Pageantry and history will come alive.
The second annual Okanagan Military Tattoo unfolds at Kal Tire Place Saturday and Sunday.
“Everything is looking good,” said Norm Crerar, Okanagan Military Tattoo president, as he and an army of volunteers launched set-up Wednesday morning.
Crerar is anticipating large crowds for the shows at 7 p.m. Saturday and 2 p.m. Sunday.
“This is a marching, music, singing extravaganza. There is something for everyone,” he said.
Those visiting Kal Tire Place, can also check out Duty Honour Izzat: The Call to Flanders Fields, which tells the story of the British Indian Army in the First World War.
“It’s something most people are unaware of,” said Steve Purewell, a Lower Mainland resident who is curator of the exhibit.

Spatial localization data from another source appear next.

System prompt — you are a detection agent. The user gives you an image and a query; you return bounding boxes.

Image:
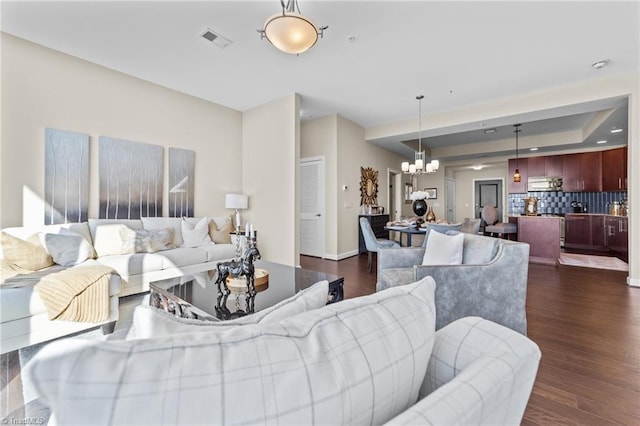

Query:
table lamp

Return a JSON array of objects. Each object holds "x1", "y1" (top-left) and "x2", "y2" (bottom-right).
[{"x1": 224, "y1": 194, "x2": 249, "y2": 232}]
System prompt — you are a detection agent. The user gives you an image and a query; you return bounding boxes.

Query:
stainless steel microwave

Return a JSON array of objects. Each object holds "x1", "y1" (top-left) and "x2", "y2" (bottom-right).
[{"x1": 527, "y1": 176, "x2": 562, "y2": 192}]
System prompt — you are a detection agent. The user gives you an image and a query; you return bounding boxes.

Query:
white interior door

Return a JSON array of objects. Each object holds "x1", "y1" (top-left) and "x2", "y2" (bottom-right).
[
  {"x1": 445, "y1": 177, "x2": 456, "y2": 223},
  {"x1": 300, "y1": 157, "x2": 325, "y2": 257}
]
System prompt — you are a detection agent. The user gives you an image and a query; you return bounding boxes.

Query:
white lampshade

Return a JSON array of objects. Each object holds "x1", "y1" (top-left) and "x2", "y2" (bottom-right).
[
  {"x1": 264, "y1": 11, "x2": 318, "y2": 55},
  {"x1": 224, "y1": 194, "x2": 249, "y2": 210}
]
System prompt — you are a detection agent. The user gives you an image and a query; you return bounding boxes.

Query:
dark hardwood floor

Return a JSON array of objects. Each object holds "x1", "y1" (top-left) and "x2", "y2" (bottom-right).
[{"x1": 300, "y1": 254, "x2": 640, "y2": 426}]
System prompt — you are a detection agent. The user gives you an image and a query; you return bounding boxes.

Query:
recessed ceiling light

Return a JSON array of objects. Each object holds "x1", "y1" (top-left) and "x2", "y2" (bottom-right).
[{"x1": 591, "y1": 59, "x2": 609, "y2": 70}]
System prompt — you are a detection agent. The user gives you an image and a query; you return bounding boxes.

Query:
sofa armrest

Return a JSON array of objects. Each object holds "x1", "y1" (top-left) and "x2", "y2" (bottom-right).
[
  {"x1": 378, "y1": 247, "x2": 425, "y2": 272},
  {"x1": 413, "y1": 242, "x2": 529, "y2": 335},
  {"x1": 389, "y1": 317, "x2": 541, "y2": 425}
]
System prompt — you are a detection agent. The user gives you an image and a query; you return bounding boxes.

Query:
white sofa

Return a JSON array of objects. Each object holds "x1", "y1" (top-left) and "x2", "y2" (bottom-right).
[
  {"x1": 0, "y1": 217, "x2": 235, "y2": 353},
  {"x1": 89, "y1": 216, "x2": 236, "y2": 297}
]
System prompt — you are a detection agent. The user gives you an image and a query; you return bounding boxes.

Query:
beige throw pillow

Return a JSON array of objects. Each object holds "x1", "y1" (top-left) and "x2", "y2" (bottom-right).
[
  {"x1": 209, "y1": 220, "x2": 233, "y2": 244},
  {"x1": 0, "y1": 232, "x2": 53, "y2": 271}
]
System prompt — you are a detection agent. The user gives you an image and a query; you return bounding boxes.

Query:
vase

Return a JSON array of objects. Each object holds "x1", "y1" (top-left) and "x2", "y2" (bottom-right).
[
  {"x1": 426, "y1": 207, "x2": 436, "y2": 222},
  {"x1": 413, "y1": 200, "x2": 427, "y2": 216}
]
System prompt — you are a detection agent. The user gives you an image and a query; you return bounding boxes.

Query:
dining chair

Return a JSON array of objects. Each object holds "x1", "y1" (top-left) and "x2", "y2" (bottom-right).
[{"x1": 360, "y1": 217, "x2": 400, "y2": 272}]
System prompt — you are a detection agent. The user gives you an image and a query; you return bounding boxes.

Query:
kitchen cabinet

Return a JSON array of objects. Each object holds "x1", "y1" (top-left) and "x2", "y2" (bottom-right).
[
  {"x1": 602, "y1": 146, "x2": 627, "y2": 191},
  {"x1": 507, "y1": 158, "x2": 529, "y2": 194},
  {"x1": 562, "y1": 151, "x2": 602, "y2": 192},
  {"x1": 604, "y1": 216, "x2": 629, "y2": 261},
  {"x1": 562, "y1": 154, "x2": 581, "y2": 192},
  {"x1": 358, "y1": 214, "x2": 389, "y2": 254},
  {"x1": 564, "y1": 214, "x2": 607, "y2": 251}
]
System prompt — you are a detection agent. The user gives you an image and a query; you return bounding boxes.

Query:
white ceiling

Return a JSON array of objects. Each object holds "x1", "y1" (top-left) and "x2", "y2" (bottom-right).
[{"x1": 0, "y1": 0, "x2": 640, "y2": 163}]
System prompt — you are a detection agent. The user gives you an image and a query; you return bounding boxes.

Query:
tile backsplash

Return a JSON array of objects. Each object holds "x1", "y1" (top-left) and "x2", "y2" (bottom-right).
[{"x1": 507, "y1": 191, "x2": 627, "y2": 215}]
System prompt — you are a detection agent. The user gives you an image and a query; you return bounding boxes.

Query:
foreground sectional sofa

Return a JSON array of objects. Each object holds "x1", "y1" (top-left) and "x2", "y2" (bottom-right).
[
  {"x1": 0, "y1": 216, "x2": 235, "y2": 353},
  {"x1": 24, "y1": 277, "x2": 540, "y2": 425}
]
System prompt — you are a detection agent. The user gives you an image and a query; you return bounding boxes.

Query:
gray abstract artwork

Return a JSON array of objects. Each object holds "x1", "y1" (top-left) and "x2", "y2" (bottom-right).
[
  {"x1": 44, "y1": 129, "x2": 89, "y2": 225},
  {"x1": 99, "y1": 136, "x2": 162, "y2": 219},
  {"x1": 169, "y1": 148, "x2": 196, "y2": 217}
]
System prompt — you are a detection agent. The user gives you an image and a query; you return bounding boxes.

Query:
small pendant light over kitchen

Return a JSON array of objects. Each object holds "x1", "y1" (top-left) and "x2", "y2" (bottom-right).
[{"x1": 513, "y1": 124, "x2": 522, "y2": 182}]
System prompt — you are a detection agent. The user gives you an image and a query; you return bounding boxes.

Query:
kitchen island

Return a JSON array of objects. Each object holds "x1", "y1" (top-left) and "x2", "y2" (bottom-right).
[{"x1": 509, "y1": 216, "x2": 560, "y2": 265}]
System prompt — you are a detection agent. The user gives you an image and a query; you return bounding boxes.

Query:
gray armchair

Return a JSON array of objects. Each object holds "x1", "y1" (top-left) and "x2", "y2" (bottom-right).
[
  {"x1": 376, "y1": 233, "x2": 529, "y2": 335},
  {"x1": 360, "y1": 217, "x2": 400, "y2": 272}
]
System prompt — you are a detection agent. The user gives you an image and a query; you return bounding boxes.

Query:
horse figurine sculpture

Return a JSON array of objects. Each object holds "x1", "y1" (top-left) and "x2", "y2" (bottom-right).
[{"x1": 216, "y1": 239, "x2": 260, "y2": 319}]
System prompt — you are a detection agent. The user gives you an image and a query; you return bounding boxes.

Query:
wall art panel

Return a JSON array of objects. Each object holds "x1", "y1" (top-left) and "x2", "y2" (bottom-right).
[
  {"x1": 44, "y1": 128, "x2": 89, "y2": 225},
  {"x1": 169, "y1": 148, "x2": 196, "y2": 217},
  {"x1": 99, "y1": 136, "x2": 163, "y2": 219}
]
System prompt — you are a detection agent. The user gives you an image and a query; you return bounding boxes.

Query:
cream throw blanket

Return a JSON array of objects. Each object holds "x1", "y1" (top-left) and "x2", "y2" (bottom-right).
[{"x1": 35, "y1": 265, "x2": 113, "y2": 322}]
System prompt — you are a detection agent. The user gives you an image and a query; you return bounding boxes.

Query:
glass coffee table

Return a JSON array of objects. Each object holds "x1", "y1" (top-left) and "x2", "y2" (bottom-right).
[{"x1": 149, "y1": 260, "x2": 344, "y2": 320}]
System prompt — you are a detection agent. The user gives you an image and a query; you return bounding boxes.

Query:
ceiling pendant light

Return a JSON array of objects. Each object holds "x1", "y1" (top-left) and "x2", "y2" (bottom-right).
[
  {"x1": 401, "y1": 95, "x2": 440, "y2": 175},
  {"x1": 258, "y1": 0, "x2": 329, "y2": 55},
  {"x1": 513, "y1": 124, "x2": 522, "y2": 182}
]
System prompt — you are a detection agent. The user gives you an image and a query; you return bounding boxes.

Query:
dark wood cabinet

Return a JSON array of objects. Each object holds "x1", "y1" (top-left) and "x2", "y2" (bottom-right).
[
  {"x1": 562, "y1": 151, "x2": 602, "y2": 192},
  {"x1": 602, "y1": 147, "x2": 627, "y2": 191},
  {"x1": 564, "y1": 214, "x2": 606, "y2": 250},
  {"x1": 604, "y1": 216, "x2": 629, "y2": 261},
  {"x1": 507, "y1": 158, "x2": 529, "y2": 194},
  {"x1": 578, "y1": 151, "x2": 602, "y2": 192},
  {"x1": 562, "y1": 154, "x2": 581, "y2": 192},
  {"x1": 358, "y1": 214, "x2": 389, "y2": 254}
]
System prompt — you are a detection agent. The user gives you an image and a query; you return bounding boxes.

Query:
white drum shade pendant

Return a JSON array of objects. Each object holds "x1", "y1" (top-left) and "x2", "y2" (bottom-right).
[{"x1": 258, "y1": 0, "x2": 328, "y2": 55}]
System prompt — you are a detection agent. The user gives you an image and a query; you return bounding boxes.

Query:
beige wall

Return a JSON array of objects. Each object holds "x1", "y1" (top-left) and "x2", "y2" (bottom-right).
[
  {"x1": 0, "y1": 34, "x2": 242, "y2": 227},
  {"x1": 242, "y1": 94, "x2": 300, "y2": 266},
  {"x1": 337, "y1": 116, "x2": 402, "y2": 259},
  {"x1": 300, "y1": 114, "x2": 402, "y2": 260}
]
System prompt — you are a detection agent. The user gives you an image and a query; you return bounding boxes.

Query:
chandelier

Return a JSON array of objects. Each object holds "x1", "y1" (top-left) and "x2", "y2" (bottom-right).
[
  {"x1": 513, "y1": 124, "x2": 522, "y2": 182},
  {"x1": 258, "y1": 0, "x2": 329, "y2": 55},
  {"x1": 402, "y1": 95, "x2": 440, "y2": 175}
]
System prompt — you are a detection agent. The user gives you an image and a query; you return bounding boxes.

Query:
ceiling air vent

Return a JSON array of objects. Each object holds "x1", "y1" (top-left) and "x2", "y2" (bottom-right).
[{"x1": 200, "y1": 28, "x2": 233, "y2": 49}]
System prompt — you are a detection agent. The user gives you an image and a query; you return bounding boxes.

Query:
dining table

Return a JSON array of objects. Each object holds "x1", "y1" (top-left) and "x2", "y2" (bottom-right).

“The principle photo is of King George with a turban on. That’s why they (Indians) went to war — for the crown. When John McCrae was writing In Flanders Field, Punjabis were in that sector.”
The graves of 10,000 Indian soldiers are in the cemeteries across western Europe.

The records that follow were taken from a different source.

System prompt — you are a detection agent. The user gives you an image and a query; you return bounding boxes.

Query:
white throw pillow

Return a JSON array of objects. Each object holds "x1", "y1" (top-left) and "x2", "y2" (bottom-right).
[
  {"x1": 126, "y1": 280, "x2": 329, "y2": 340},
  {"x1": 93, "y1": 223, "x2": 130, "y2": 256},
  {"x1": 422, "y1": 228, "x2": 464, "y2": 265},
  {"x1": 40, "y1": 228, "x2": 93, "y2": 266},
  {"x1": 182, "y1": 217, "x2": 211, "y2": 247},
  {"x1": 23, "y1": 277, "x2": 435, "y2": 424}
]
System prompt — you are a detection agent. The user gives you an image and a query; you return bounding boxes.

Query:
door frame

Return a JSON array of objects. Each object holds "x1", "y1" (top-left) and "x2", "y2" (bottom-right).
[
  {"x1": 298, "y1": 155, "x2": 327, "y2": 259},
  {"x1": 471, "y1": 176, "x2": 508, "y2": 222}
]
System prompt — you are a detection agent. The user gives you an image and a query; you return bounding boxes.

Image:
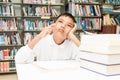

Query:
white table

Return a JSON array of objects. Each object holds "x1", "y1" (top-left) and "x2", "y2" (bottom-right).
[{"x1": 16, "y1": 60, "x2": 120, "y2": 80}]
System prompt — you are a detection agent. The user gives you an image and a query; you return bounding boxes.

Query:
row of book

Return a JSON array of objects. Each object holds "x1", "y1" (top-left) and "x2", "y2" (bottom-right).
[
  {"x1": 0, "y1": 5, "x2": 14, "y2": 16},
  {"x1": 23, "y1": 0, "x2": 61, "y2": 4},
  {"x1": 68, "y1": 0, "x2": 98, "y2": 3},
  {"x1": 0, "y1": 33, "x2": 21, "y2": 45},
  {"x1": 103, "y1": 14, "x2": 120, "y2": 25},
  {"x1": 0, "y1": 47, "x2": 17, "y2": 60},
  {"x1": 24, "y1": 19, "x2": 53, "y2": 31},
  {"x1": 0, "y1": 60, "x2": 16, "y2": 72},
  {"x1": 104, "y1": 0, "x2": 120, "y2": 5},
  {"x1": 76, "y1": 18, "x2": 101, "y2": 30},
  {"x1": 0, "y1": 18, "x2": 17, "y2": 31},
  {"x1": 80, "y1": 34, "x2": 120, "y2": 76},
  {"x1": 69, "y1": 3, "x2": 101, "y2": 16},
  {"x1": 24, "y1": 32, "x2": 37, "y2": 45},
  {"x1": 102, "y1": 5, "x2": 114, "y2": 11},
  {"x1": 22, "y1": 6, "x2": 60, "y2": 16}
]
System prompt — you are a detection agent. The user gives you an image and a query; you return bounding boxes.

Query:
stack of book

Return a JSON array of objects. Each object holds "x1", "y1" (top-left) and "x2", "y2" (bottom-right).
[{"x1": 80, "y1": 34, "x2": 120, "y2": 76}]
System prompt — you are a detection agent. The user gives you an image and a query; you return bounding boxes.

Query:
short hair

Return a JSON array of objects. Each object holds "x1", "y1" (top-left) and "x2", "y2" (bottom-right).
[{"x1": 57, "y1": 13, "x2": 76, "y2": 23}]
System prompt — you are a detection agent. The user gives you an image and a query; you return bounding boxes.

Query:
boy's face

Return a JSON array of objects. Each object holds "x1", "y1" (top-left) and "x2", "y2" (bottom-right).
[{"x1": 53, "y1": 16, "x2": 74, "y2": 40}]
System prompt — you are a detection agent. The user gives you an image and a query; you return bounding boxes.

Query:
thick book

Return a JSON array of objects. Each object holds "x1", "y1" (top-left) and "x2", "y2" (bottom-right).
[
  {"x1": 81, "y1": 59, "x2": 120, "y2": 76},
  {"x1": 80, "y1": 52, "x2": 120, "y2": 65},
  {"x1": 79, "y1": 34, "x2": 120, "y2": 54}
]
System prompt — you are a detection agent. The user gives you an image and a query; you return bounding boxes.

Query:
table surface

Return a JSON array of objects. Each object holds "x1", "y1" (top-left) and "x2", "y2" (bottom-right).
[{"x1": 16, "y1": 60, "x2": 120, "y2": 80}]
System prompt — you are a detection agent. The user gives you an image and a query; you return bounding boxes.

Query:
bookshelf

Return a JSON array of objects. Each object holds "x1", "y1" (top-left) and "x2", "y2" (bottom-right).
[
  {"x1": 101, "y1": 0, "x2": 120, "y2": 34},
  {"x1": 0, "y1": 0, "x2": 23, "y2": 74},
  {"x1": 66, "y1": 0, "x2": 102, "y2": 38}
]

“More Indians died than from any other Commonwealth country in the First World War,” said Purewall.
“They were standing side by side with Canadians.”
Purewall was inspired to put the exhibit together after one of his children learned about the war and In Flanders Field and there was no mention of Indian soldiers.

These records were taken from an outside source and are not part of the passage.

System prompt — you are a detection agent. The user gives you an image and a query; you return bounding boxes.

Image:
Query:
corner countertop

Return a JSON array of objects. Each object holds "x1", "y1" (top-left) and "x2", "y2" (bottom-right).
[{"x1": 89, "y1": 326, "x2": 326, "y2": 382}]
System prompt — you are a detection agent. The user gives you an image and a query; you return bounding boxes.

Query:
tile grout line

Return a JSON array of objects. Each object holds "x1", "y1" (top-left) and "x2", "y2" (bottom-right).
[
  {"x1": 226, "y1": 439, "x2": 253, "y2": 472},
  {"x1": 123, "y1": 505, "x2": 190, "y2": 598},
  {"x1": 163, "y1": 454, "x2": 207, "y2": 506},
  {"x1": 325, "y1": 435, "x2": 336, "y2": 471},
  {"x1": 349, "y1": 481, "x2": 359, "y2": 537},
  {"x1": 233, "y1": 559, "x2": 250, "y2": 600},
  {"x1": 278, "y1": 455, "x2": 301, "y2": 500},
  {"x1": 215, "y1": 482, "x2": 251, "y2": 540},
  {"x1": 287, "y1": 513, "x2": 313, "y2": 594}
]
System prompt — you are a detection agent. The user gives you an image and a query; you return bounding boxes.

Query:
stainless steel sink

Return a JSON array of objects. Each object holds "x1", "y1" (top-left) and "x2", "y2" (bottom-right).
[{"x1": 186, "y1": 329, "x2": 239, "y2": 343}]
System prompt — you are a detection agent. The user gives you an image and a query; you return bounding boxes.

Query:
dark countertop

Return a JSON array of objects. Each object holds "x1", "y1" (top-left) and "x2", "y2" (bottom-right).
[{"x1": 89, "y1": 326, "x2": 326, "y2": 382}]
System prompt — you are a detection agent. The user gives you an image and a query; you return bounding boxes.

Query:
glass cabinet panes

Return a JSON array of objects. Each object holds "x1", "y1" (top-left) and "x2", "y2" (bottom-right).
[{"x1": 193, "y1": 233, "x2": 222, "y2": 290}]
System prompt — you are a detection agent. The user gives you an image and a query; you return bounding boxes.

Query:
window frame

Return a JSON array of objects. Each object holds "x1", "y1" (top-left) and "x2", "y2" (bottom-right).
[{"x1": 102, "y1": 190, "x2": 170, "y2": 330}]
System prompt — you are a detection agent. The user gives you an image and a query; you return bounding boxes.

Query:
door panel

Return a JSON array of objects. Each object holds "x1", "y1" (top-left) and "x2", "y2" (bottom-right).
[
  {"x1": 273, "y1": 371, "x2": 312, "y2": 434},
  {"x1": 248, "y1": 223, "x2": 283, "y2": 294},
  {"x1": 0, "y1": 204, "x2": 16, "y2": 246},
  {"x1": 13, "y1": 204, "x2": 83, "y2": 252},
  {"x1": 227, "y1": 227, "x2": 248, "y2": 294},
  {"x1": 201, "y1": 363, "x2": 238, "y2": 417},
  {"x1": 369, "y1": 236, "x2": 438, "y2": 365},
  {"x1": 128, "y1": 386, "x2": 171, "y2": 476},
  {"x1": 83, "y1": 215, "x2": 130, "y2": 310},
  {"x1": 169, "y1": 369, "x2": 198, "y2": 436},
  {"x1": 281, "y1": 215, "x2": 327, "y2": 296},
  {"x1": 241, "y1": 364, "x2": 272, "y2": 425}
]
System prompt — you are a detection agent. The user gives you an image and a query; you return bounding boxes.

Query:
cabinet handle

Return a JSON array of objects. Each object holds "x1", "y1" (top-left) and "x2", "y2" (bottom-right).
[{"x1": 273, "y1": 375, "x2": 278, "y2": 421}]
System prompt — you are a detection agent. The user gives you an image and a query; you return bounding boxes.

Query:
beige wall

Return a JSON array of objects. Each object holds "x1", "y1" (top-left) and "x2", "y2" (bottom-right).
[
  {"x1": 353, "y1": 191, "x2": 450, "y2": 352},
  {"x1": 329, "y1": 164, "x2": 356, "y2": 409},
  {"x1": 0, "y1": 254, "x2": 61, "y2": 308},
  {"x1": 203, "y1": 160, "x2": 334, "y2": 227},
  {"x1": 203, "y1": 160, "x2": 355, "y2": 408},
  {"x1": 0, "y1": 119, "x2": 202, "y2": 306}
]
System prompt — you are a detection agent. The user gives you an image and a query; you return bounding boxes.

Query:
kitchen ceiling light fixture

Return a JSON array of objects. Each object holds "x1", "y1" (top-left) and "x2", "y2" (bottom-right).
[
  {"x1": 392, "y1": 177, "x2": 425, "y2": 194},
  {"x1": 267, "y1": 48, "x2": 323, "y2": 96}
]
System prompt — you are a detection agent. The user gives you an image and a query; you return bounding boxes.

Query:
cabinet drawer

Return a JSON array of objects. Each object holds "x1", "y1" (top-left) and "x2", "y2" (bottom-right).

“I thought, ‘We can’t have that in a diverse country.’ It’s about our shared values.”
The exhibit is at Kal Tire Place during the tattoo and then will be at the Kelowna Museum in August.
“I enjoy learning about history,” said Akbal Mund, Vernon mayor, who says some of his ancestors may have fought in the Indian army.
“It (war) was a collaboration between many countries that helped forge the world towards where we are today.”
As part of the Okanagan Military Tattoo, Lord Strathcona’s Horse Musical Ride will be at the Armstrong fairgrounds Friday at 7 p.m.